Ouija: la Blumhouse gioca con la paura

Un progetto passato di mano in mano, e con vari rimaneggiamenti narrativi, approda infine in sala col marchio della Blumhouse: lo spunto è quello di un noto gioco, consistente in una tavoletta che consentirebbe di comunicare con gli spiriti.

Ouija

2014 – Horror
2.2 2.2

Quello di Ouija è un progetto che era già in piedi da molti anni, passato più volte di mano in mano, rimaneggiato ripetutamente nel tempo e trasformatosi anche a livello di concezione. L'idea originale di un film dedicato alla tavoletta per sedute spiritiche (già al presente in molto cinema horror) risale infatti al 2008, dagli uffici della Platinum Dunes di Michael Bay e Bradley Fuller; questi ultimi volevano trarre dal gioco commercializzato dalla Hasbro (in seguito entrata anch'essa nella produzione) un franchise ad alto budget, sul modello di quello de I pirati dei Caraibi.

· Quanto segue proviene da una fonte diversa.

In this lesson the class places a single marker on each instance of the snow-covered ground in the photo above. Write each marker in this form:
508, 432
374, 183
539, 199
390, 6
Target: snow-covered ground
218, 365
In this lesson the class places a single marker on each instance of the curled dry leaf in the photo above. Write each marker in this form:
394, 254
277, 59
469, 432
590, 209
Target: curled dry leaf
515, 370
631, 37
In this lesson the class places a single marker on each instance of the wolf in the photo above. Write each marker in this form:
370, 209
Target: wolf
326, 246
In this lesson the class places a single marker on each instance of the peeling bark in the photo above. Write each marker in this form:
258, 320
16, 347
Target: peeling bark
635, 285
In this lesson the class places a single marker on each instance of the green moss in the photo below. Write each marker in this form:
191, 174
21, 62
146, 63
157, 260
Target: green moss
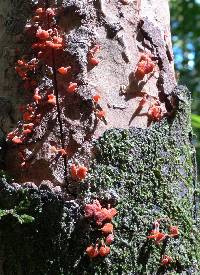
148, 174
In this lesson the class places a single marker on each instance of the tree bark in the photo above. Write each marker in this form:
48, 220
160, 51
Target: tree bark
127, 128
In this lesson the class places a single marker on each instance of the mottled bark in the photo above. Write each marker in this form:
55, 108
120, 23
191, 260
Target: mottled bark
144, 167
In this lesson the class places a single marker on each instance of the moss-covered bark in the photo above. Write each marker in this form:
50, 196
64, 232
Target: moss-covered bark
146, 174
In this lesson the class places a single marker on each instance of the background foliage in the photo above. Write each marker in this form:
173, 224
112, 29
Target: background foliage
185, 23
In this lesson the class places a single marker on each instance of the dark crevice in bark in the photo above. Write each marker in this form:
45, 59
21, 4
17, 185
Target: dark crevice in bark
55, 84
58, 109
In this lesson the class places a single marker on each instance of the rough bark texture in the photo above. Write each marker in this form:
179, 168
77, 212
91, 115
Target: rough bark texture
143, 168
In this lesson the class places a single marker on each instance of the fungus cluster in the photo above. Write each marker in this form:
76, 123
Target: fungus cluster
103, 219
144, 67
47, 50
159, 236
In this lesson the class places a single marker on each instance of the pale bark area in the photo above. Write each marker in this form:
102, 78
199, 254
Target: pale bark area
143, 169
115, 28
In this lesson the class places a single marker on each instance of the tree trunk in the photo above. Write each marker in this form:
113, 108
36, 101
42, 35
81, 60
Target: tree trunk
96, 141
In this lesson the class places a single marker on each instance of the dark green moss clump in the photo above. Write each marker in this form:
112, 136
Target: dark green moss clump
147, 174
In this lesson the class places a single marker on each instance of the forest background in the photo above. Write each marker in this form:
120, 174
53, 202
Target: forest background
185, 24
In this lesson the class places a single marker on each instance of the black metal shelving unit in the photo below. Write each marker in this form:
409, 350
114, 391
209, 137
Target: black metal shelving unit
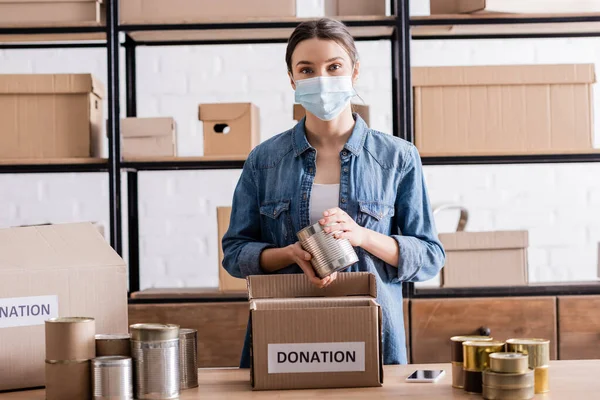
400, 28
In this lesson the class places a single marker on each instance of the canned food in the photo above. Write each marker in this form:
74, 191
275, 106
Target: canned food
328, 253
155, 353
112, 378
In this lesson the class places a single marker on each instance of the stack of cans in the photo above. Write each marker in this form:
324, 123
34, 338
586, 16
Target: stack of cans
538, 353
508, 378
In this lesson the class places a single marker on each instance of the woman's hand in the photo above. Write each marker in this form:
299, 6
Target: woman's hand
302, 258
338, 221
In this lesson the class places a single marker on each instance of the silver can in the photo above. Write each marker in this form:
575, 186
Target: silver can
328, 253
112, 378
155, 353
188, 358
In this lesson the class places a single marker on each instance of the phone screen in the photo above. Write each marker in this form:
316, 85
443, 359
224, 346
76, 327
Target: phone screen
425, 374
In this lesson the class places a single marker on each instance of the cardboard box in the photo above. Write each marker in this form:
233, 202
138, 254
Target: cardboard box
148, 137
503, 110
355, 7
42, 12
304, 337
54, 271
50, 116
230, 129
186, 11
360, 109
483, 259
513, 6
227, 283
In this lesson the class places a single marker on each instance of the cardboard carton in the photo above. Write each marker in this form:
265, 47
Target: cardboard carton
42, 12
50, 116
355, 7
305, 337
503, 110
54, 271
513, 6
230, 129
484, 259
148, 137
186, 11
360, 109
227, 283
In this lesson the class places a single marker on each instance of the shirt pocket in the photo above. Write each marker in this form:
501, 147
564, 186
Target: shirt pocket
376, 216
277, 222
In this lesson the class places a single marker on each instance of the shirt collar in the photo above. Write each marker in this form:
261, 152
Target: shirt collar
354, 144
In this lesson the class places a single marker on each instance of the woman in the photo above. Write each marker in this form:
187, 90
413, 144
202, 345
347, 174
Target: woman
333, 169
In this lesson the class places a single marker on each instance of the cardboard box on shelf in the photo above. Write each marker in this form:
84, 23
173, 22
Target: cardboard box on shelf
482, 259
54, 271
50, 116
227, 283
49, 12
360, 109
230, 129
148, 137
503, 110
513, 6
345, 8
304, 337
186, 11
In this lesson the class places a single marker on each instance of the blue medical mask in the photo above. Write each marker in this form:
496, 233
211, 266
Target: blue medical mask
325, 96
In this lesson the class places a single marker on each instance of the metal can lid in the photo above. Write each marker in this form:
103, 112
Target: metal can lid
118, 336
149, 332
111, 361
69, 320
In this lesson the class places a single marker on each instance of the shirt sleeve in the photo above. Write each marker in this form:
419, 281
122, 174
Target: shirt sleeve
241, 243
421, 254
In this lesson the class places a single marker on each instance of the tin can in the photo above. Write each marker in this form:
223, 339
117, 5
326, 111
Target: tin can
188, 358
155, 353
112, 378
328, 253
113, 345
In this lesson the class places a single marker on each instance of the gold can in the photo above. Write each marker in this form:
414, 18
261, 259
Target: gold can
458, 375
542, 380
509, 363
508, 381
457, 341
538, 350
477, 354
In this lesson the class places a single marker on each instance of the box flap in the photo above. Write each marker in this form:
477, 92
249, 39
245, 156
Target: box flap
298, 285
485, 240
222, 111
503, 75
50, 84
147, 127
61, 246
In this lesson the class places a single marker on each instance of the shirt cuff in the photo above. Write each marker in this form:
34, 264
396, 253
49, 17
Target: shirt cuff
249, 259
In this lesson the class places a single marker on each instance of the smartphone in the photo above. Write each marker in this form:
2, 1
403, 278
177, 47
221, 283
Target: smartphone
427, 375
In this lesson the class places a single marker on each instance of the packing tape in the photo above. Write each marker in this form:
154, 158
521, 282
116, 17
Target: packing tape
457, 348
490, 393
458, 376
542, 380
508, 381
538, 350
473, 382
509, 363
477, 354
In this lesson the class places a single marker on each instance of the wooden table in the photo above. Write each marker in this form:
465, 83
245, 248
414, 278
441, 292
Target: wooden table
569, 380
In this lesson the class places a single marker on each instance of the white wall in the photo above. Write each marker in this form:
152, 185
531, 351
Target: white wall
559, 204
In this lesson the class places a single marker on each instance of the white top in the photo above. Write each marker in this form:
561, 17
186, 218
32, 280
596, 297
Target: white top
322, 198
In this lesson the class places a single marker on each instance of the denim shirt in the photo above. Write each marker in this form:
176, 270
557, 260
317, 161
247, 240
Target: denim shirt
381, 187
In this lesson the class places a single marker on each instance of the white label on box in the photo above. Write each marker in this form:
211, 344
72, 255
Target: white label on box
316, 357
27, 311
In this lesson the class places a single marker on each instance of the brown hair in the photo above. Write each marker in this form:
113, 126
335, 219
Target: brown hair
324, 28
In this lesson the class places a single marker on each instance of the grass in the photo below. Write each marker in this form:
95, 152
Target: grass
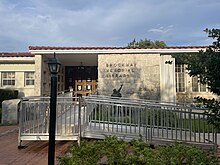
115, 151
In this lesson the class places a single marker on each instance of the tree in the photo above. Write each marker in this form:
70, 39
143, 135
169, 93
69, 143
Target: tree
146, 43
206, 65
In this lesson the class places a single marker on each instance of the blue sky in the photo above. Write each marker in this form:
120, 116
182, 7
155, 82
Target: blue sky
105, 23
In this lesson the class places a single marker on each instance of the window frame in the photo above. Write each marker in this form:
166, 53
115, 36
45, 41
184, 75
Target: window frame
10, 77
180, 72
29, 79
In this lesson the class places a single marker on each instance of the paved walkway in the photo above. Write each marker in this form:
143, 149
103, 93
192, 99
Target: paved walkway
34, 152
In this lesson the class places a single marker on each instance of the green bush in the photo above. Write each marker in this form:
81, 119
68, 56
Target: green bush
114, 151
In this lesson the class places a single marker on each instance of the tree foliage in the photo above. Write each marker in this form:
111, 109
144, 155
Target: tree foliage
205, 64
146, 43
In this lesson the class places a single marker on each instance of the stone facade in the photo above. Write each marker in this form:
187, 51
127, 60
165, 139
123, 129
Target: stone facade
139, 74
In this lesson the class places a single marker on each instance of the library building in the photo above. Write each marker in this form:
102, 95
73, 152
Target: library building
141, 73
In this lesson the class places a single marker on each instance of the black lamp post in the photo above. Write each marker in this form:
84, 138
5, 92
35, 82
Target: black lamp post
54, 67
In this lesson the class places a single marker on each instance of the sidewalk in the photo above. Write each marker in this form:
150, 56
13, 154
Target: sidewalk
34, 152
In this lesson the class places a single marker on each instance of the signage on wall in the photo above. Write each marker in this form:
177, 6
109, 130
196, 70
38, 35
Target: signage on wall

Le successive vicissitudini produttive hanno portato a un drastico ridimensionamento dei costi, e a un ripensamento dell'intero progetto nell'ottica di un teen horror sovrannaturale, che si inserisse nel solco dei titoli a medio-basso budget che il genere ha offerto negli ultimi anni.

La co-produzione della Blumhouse Productions, responsabile di molti dei successi orrorifici degli ultimi anni (tra i tanti, i franchise di Insidious, Paranormal Activity e La notte del giudizio) è sembrata in questo senso offrire un marchio di fabbrica ideale. Malgrado ciò, la lavorazione del film di Stiles White (già effettista speciale e sceneggiatore, qui al suo esordio dietro la macchina da presa) è stata piuttosto travagliata: su richiesta della produzione, infatti, circa il 50% delle scene sono state rigirate, con modifiche sostanziali della stessa sceneggiatura e l'aggiunta ex novo di alcuni personaggi.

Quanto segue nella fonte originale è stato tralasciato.